A exposição integra um conjunto de desenhos e esculturas de Rui Sanches. As obras foram escolhidas tendo em conta as características físicas do espaço: três compartimentos iguais, longos, com uma grande janela virada para o parque, o que permite a vista do interior para o exterior e, em alternativa, uma visão quase cenográfica do exterior para o interior das salas de exposição.

Rui Sanches
A obra de Rui Sanches (Lisboa, 1954) tem vindo a desenvolver-se, desde a primeira exposição individual em 1984, como uma extensa reflexão em torno de três questões fundamentais: a relação da criação moderna
e contemporânea com a história e os diferentes fantasmas que nela permanentemente se insinuam; a possibilidade de pensar o ponto de vista do espectador; e a relação da arte com o mundo — seja por processos de ressignificação, de relação com o contexto, de citação ou paráfrase de obras referenciais da história da pintura.

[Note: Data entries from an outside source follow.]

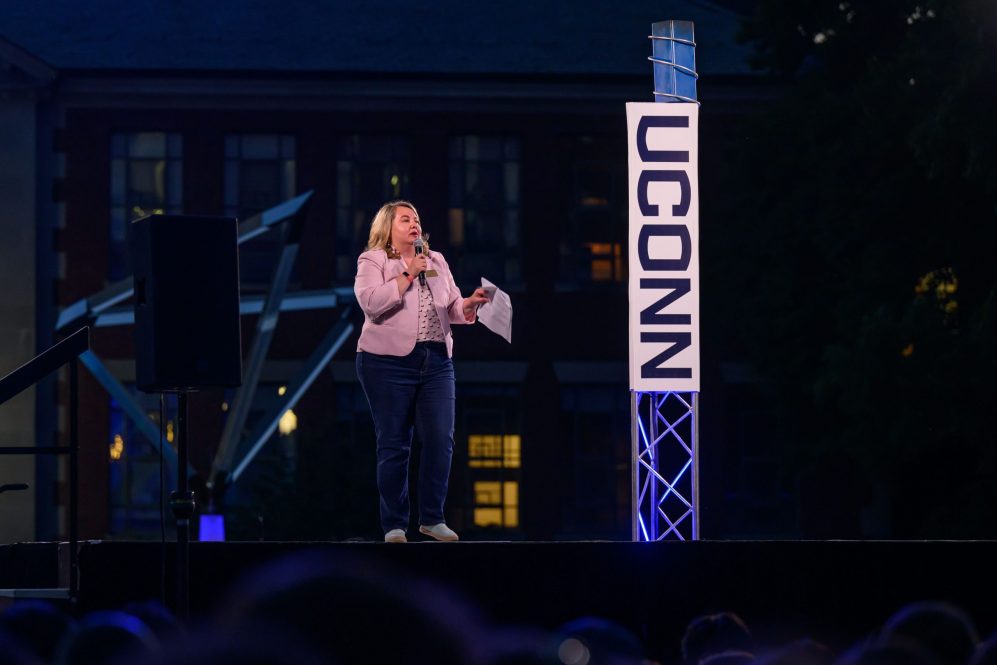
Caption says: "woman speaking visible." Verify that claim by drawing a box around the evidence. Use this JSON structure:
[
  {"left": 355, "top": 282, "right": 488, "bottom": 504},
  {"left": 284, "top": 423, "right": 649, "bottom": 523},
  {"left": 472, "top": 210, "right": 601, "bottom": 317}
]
[{"left": 354, "top": 201, "right": 488, "bottom": 543}]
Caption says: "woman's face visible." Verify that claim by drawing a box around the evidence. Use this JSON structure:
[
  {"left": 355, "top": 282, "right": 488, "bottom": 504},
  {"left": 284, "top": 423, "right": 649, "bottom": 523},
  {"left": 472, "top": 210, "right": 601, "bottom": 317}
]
[{"left": 391, "top": 206, "right": 422, "bottom": 250}]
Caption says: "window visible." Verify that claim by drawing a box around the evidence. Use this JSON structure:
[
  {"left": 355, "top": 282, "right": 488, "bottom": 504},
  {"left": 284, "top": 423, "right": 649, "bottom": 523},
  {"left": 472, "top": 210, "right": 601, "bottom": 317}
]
[
  {"left": 108, "top": 132, "right": 183, "bottom": 281},
  {"left": 448, "top": 136, "right": 522, "bottom": 284},
  {"left": 560, "top": 384, "right": 631, "bottom": 539},
  {"left": 335, "top": 136, "right": 411, "bottom": 284},
  {"left": 474, "top": 481, "right": 519, "bottom": 529},
  {"left": 225, "top": 134, "right": 297, "bottom": 219},
  {"left": 225, "top": 134, "right": 297, "bottom": 291},
  {"left": 467, "top": 434, "right": 520, "bottom": 469},
  {"left": 561, "top": 136, "right": 627, "bottom": 285}
]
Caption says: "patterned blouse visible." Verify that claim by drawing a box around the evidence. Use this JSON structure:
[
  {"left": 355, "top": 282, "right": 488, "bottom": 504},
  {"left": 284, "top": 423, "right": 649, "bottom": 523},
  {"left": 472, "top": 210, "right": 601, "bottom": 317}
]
[{"left": 415, "top": 284, "right": 444, "bottom": 342}]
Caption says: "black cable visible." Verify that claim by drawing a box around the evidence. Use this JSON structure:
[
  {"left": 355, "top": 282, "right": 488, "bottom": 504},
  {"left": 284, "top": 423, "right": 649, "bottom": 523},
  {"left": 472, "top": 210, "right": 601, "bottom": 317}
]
[{"left": 159, "top": 393, "right": 166, "bottom": 605}]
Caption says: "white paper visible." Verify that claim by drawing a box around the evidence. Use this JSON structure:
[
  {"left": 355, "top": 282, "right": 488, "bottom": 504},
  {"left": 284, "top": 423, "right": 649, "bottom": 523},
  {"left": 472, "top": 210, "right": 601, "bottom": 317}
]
[{"left": 478, "top": 277, "right": 512, "bottom": 344}]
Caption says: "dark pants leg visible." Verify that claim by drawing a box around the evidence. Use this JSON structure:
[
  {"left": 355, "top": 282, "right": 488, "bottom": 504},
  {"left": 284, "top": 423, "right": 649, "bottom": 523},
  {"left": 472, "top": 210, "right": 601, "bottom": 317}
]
[
  {"left": 357, "top": 352, "right": 419, "bottom": 533},
  {"left": 415, "top": 344, "right": 456, "bottom": 526}
]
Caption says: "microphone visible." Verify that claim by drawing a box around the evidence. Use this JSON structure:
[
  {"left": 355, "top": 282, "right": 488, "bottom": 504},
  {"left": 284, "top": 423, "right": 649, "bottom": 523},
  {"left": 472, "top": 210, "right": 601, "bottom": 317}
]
[{"left": 412, "top": 237, "right": 426, "bottom": 286}]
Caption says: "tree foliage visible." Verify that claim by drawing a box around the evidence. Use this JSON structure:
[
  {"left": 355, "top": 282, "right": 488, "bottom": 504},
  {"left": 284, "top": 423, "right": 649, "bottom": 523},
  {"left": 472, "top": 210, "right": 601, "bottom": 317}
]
[{"left": 724, "top": 0, "right": 997, "bottom": 537}]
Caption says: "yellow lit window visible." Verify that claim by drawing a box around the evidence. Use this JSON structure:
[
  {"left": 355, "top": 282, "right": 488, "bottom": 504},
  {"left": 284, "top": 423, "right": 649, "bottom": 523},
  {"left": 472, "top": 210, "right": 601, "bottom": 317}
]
[
  {"left": 467, "top": 434, "right": 522, "bottom": 469},
  {"left": 474, "top": 508, "right": 502, "bottom": 526},
  {"left": 586, "top": 242, "right": 623, "bottom": 282},
  {"left": 474, "top": 481, "right": 519, "bottom": 529}
]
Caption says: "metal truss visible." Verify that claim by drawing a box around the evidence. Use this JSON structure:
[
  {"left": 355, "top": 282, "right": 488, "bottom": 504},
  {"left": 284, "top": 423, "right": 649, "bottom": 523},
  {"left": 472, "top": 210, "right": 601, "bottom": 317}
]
[
  {"left": 630, "top": 391, "right": 699, "bottom": 541},
  {"left": 56, "top": 191, "right": 355, "bottom": 495}
]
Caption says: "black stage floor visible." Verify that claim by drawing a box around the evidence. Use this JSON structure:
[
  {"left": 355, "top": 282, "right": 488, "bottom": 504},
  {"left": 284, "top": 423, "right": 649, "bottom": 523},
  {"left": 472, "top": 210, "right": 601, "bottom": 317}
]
[{"left": 0, "top": 541, "right": 997, "bottom": 650}]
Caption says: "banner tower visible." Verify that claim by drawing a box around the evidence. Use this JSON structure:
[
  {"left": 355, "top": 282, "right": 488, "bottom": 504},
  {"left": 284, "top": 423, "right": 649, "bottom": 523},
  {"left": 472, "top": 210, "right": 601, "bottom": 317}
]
[{"left": 627, "top": 21, "right": 700, "bottom": 541}]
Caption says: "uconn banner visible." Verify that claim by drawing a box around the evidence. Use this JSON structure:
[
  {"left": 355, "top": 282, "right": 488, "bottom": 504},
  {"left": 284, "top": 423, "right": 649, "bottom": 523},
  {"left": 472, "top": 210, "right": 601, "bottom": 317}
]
[{"left": 627, "top": 103, "right": 699, "bottom": 392}]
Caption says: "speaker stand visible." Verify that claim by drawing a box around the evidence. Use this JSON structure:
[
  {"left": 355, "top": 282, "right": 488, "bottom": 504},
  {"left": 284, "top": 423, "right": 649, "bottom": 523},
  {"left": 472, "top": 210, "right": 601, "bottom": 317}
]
[{"left": 170, "top": 390, "right": 195, "bottom": 621}]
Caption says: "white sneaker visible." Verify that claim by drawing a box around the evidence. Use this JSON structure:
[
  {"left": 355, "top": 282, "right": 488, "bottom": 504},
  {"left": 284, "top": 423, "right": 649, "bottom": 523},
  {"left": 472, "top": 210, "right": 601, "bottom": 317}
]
[
  {"left": 384, "top": 529, "right": 408, "bottom": 543},
  {"left": 419, "top": 522, "right": 459, "bottom": 543}
]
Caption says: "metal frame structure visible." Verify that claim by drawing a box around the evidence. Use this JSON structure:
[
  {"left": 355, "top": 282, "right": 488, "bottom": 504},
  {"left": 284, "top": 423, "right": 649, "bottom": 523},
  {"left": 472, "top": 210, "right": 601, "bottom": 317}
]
[
  {"left": 56, "top": 191, "right": 355, "bottom": 504},
  {"left": 630, "top": 391, "right": 699, "bottom": 541}
]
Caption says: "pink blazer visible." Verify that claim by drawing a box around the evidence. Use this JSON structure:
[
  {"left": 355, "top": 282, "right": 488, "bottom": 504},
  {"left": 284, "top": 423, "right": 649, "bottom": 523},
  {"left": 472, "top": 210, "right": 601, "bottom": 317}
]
[{"left": 353, "top": 249, "right": 473, "bottom": 356}]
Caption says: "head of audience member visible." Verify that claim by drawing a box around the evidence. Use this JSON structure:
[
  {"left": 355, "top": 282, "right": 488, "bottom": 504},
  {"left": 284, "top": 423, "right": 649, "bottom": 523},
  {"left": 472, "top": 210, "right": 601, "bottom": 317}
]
[
  {"left": 135, "top": 626, "right": 326, "bottom": 665},
  {"left": 699, "top": 651, "right": 755, "bottom": 665},
  {"left": 121, "top": 600, "right": 183, "bottom": 644},
  {"left": 0, "top": 600, "right": 76, "bottom": 663},
  {"left": 882, "top": 602, "right": 980, "bottom": 665},
  {"left": 483, "top": 626, "right": 564, "bottom": 665},
  {"left": 554, "top": 617, "right": 644, "bottom": 665},
  {"left": 218, "top": 552, "right": 480, "bottom": 665},
  {"left": 682, "top": 612, "right": 754, "bottom": 665},
  {"left": 55, "top": 611, "right": 159, "bottom": 665},
  {"left": 837, "top": 638, "right": 941, "bottom": 665}
]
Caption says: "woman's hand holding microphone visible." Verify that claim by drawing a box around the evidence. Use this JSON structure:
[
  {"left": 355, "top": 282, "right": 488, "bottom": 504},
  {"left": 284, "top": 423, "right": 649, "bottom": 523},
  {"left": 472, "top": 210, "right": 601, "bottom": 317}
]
[{"left": 396, "top": 254, "right": 429, "bottom": 295}]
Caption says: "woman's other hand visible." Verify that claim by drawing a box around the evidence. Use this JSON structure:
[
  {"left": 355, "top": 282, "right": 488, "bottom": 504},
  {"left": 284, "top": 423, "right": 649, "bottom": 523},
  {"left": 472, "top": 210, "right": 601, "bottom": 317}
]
[{"left": 463, "top": 288, "right": 488, "bottom": 322}]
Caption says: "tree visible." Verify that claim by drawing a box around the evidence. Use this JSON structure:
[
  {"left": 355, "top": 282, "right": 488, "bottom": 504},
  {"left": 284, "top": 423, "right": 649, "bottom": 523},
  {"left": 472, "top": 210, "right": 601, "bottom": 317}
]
[{"left": 723, "top": 0, "right": 997, "bottom": 537}]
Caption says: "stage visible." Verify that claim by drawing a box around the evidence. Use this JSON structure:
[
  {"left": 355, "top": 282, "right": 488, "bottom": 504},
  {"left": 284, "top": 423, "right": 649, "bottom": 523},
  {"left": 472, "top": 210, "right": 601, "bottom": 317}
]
[{"left": 0, "top": 541, "right": 997, "bottom": 655}]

Rui Sanches, que começou o seu percurso pela pintura, no Ar.Co – Centro de Arte e Comunicação Visual, em Lisboa, veio a centrar-se na escultura a partir da sua formação no Goldsmiths’ College, em Londres (onde estudou entre 1977 e 1980), interesse reafirmado nos dois anos seguintes em que estudou na universidade de Yale, nos estados unidos. Manteve, no entanto, uma prática sistemática e reiterada de desenho. esta exposição coloca em confronto o trabalho escultórico e a a prática do desenho e retoma o caminho híbrido entre ambos, que se afirmou desde o tempo das primeiras esculturas/desenho que realizou enquanto estudante em Londres, em 1977/8.
O percurso que a exposição propõe confronta momentos diversos do trabalho de Sanches: por um lado, retoma as obras escultóricas que estabelecem um elo entre uma determinada conceção geológica do processo escultórico, ligando-o a uma corporalidade que é sempre convocada, e o diálogo com a arquitetura ou, em termos mais amplos, com a racionalidade do espaço.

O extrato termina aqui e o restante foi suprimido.